Economic crisis revisited
Economic crisis revisited
The People's Consultative Assembly's (MPR) recommendations for
accelerating economic recovery starts with the bold statement
that the government remains unable to lead the nation out of the
1997 economic crisis.
Politicians then came out with the right diagnosis of the main
causes of the failure, citing policy inconsistency, weak law
enforcement, inadequate security and a political situation that
is not conducive to the concerted efforts to fuel economic
recovery.
There is, however, not much new in the five basic policies the
Assembly recommended, as they are mostly normative policy
directives that have been outlined annually in the state budget.
One of them is, nevertheless, outstandingly fresh and quite
strategic, as it is addressed to the three branches of the
government -- the executive, judiciary and legislature.
The recommendation calls for the straightening out of the
coordination, the scope of responsibility and authority of state
institutions with regards to projects to accelerate economic
recovery.
Not withstanding its low credibility, inefficiency,
incompetence and high venality, the executive branch (government)
seems to always get an unfairly large share of the blame for all
the things that have gone wrong with the management of the
economic crisis.
The blunt reality, though, is that many of the problems that
have hindered the reform measures badly needed to speed up the
recovery, have also been caused by the seemingly over-zealous
House of Representatives, which wants to intervene in virtually
every step of the programs the government is pursuing.
Meddling by the legislature has been so excessive that many
policy measures have remained stuck in delay after delay and have
sometimes been forced to backtrack, thereby causing policy
inconsistency and damaging the government's credibility.
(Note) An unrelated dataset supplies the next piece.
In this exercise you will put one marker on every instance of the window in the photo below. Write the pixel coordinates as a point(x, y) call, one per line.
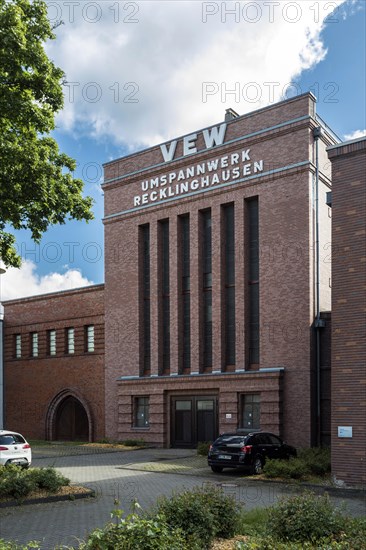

We are not suggesting the House be as submissive as its
predecessor during Soeharto's authoritarian rule, which rubber
stamped any proposals from the executive branch. But what we see
now is a legislative branch that has swung from an extremely
subservient posture to an extremely intrusive one with regards to
the exercise of its control.
The House should certainly exercise effective control of the
government to ensure good governance that is both transparent and
accountable. However, this oversight must be done proportionately
under the proper mechanism already in place. Once the annual
budget plan and its programs are approved, the House should no
longer intervene in every deal or move the government makes, as
long as the measures are in line with the budget programs, other
regulations and budgetary procedures.
But what the government is now dealing with is a legislature
that is overly spirited to intervene in every government
transaction.
The judicial branch also seems unaware of its vital role in
helping fuel economic recovery. It does not feel it essential to
give top priority to handling cases specifically related to the
management of the economic crisis, such as those related to bad
debtors, bankruptcy petitions, bad bankers, and other wrongdoings
that have contributed to the crisis.
Worse still, many judges have often meted out entirely
insensible rulings that have not only insulted common sense and
caused legal uncertainty but also jeopardized the effectiveness
of reform measures to restructure the business sector and banking
industry, the core components of the recovery process.
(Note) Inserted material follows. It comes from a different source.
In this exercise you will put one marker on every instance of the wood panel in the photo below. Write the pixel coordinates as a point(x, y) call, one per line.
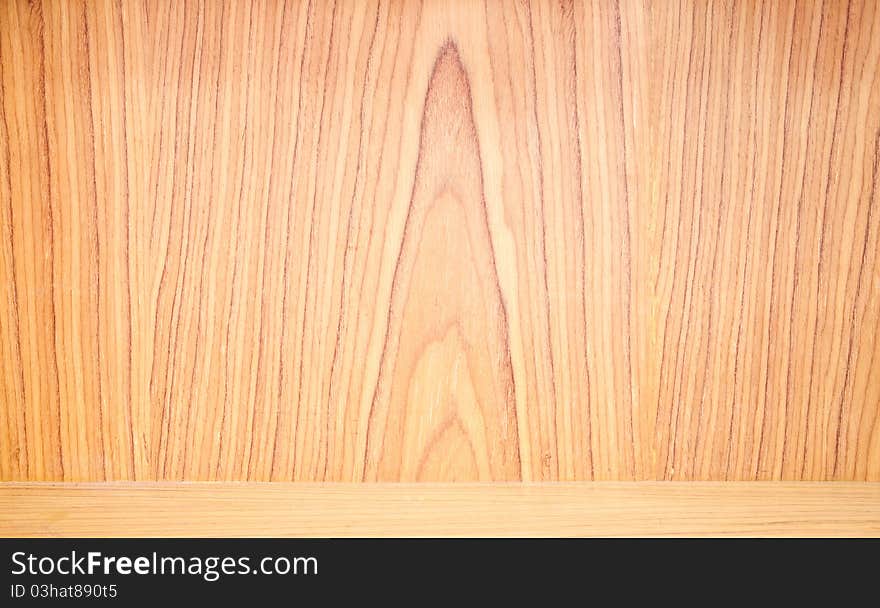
point(429, 509)
point(439, 241)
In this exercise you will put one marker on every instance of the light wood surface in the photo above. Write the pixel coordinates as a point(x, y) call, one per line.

Hopefully, the three branches of the government will seriously
take into account the Assembly's recommendations.
Surprisingly, though, there are two vital elements fatally
missing from the 15 policy measures recommended by the Assembly.
One cannot understand why the Assembly did not mention anything
about the Indonesian Bank Restructuring Agency (IBRA) and state
companies, which are so crucial for a stronger recovery. In fact
IBRA is perhaps the most important policy instrument to cope with
the economic crisis.
It is rather futile to talk about recovery without referring
to the role of IBRA, which is managing more than Rp 600 trillion
(US$66.6 billion) in distressed assets of all the largest banks
in the country, and of the state-company sector that controls
around Rp 772.5 trillion in assets.
It is not an exaggeration to suggest that the recovery process
will never be sustainable, let alone accelerated, without an
effective restructuring of the distressed assets, the banking
industry and the 145 state companies. Many of these public
companies operate in strategic upstream industries and public
utilities that influence the efficiency and competitive advantage
of the entire economy.
Though their glaring absence from the recommendations would
not in anyway negate the vital role of IBRA and state companies,
which have always been central in the reform package under the
International Monetary Fund's extended facility, the Assembly's
specific note of them would have made the recommendations better
directed.
Despite this shortcoming, all in all the Assembly's
recommendations could still serve as a stronger warning to the
three branches of government, rewakening them to the urgency of
the critical economic situation we are now facing.